Parents or other adult borrowers routinely co-sign private student loans to help their financially needy students get approval on a loan or qualify for a lower interest rate. But a recent report from the Consumer Financial Protection Bureau found that co-signing a student loan can bite back, making it harder for the co-signers to gain access to other forms of credit or penalizing them with higher interest rates in the future.

The practice of co-signing student loans has skyrocketed in recent years as private student lenders who want to ensure repayment have tightened their underwriting requirements. Close to 94 percent of the undergraduate private student-loan dollars were co-signed during the first three-quarters of the 2014-2015 academic year—the highest rate on record—up from 77 percent in 2008-2009, according to MeasureOne, a San Francisco-based firm that tracks student loans. 

Co-signer's Caveats

Among the pitfalls highlighted in the CFPB report:

  • Co-signers can find it more difficult to obtain other forms of credit for themselves. For example, mortgage lenders factor in an applicant’s monthly debt obligations relative to their income, and the student-loan debt may limit a co-signer’s chances for a home loan.
  • Co-signers can also find it more difficult to refinance a mortgage at a lower rate.
  • Opaque policies make it difficult to release a co-signer from a private loan. Private lenders generally do not notify borrowers when they are eligible to apply for co-signer release and less than half of lenders publish their co-signer release policies and applications on their websites. Consequently, the overwhelming majority of private student loan borrowers surveyed by the CFPB did not apply for a co-signer release. Among those who applied, 90 percent were rejected by private lenders.

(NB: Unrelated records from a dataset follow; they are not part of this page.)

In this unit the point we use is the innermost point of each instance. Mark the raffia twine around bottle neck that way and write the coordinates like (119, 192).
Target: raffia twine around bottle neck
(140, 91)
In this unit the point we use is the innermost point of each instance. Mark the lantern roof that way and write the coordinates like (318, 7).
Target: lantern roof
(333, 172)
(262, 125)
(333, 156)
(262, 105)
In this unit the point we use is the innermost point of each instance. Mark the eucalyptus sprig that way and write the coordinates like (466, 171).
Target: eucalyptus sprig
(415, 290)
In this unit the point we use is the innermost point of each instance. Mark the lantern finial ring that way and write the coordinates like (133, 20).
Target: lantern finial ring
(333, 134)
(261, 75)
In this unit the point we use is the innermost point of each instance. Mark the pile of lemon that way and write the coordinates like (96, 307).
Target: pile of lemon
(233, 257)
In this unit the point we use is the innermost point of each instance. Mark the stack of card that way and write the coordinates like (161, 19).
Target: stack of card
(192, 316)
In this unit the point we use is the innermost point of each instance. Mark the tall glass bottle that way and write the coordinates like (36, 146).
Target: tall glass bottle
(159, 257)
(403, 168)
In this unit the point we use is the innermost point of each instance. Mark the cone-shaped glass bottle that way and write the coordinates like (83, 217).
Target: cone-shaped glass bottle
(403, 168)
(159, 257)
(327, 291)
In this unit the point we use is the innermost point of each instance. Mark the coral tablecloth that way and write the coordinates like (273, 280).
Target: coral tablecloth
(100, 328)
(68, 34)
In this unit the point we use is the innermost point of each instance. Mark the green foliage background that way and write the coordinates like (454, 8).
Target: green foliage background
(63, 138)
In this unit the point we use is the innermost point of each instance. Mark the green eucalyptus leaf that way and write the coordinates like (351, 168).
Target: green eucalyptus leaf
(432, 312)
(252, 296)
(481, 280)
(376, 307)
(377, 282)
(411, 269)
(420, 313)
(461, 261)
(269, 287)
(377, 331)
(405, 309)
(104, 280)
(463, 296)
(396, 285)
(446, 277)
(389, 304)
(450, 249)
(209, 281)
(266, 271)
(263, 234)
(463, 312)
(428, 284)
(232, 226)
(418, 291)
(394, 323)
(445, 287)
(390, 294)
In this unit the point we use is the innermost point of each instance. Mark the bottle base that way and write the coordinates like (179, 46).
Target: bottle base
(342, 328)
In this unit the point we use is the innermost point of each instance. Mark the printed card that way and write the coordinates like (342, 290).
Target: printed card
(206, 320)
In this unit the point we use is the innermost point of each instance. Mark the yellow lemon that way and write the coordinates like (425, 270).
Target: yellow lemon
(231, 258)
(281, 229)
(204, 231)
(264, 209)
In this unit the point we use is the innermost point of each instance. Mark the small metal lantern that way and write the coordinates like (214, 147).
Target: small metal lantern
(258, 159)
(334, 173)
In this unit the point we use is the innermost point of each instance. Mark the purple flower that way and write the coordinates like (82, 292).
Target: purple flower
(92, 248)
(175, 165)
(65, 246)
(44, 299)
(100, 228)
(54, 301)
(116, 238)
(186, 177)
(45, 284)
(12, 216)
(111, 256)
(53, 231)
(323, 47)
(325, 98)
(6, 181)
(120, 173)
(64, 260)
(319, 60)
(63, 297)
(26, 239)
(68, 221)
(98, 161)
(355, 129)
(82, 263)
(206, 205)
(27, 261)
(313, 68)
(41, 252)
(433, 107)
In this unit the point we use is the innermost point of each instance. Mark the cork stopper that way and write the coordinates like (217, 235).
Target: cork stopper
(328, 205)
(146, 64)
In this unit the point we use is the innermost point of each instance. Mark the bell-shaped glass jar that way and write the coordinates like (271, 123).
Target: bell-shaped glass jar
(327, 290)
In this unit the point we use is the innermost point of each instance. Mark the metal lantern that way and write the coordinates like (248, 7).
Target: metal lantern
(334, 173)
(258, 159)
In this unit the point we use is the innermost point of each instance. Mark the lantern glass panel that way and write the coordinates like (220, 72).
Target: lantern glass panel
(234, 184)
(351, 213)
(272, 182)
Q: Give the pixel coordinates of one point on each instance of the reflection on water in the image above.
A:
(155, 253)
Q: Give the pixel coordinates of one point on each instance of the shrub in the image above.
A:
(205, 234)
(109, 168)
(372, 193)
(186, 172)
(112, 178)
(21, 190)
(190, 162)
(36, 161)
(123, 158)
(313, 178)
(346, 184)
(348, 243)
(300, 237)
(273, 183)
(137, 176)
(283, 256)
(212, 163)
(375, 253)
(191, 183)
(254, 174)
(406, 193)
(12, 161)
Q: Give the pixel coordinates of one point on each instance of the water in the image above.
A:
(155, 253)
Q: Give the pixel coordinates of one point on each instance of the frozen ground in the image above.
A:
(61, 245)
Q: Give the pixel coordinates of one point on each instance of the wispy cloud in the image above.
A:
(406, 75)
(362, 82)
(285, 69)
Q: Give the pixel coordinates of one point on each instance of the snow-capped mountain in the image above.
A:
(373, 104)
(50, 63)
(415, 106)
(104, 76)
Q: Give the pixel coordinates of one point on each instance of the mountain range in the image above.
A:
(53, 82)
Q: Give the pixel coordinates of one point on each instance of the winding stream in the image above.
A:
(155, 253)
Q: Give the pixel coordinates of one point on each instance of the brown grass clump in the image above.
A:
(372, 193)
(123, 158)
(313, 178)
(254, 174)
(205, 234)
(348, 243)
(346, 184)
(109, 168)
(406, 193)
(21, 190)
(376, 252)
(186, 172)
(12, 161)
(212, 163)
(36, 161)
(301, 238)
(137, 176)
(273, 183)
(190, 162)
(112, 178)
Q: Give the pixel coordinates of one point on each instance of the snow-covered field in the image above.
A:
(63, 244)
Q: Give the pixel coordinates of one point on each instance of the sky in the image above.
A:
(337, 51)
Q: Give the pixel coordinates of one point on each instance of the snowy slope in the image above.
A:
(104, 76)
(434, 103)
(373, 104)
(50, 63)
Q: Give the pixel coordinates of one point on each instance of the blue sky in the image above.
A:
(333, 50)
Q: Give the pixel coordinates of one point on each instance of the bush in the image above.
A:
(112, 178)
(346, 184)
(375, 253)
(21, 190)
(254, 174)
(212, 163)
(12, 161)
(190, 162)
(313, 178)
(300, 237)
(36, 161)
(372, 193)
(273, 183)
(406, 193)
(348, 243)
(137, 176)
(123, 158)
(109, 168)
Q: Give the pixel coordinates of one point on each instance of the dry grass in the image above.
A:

Co-signers aren’t the only ones on the hook. Borrowers can be penalized when co-signers die or file for bankruptcy, even when the loan is otherwise in good standing. In some cases—the so-called “auto-default”—students have to pay the remaining balance of the loan in full upon the co-signer’s death or be reported as in default, even if all payments have been made on time.

As the market for student loan refinancing has skyrocketed, so have complaints to the CFPB, increasing 34 percent year over year in the six-month period between October 1 and March 31. It’s understandable—and commendable—to want to support a scholar by co-signing a private loan but just make sure that you don’t pay a hefty price.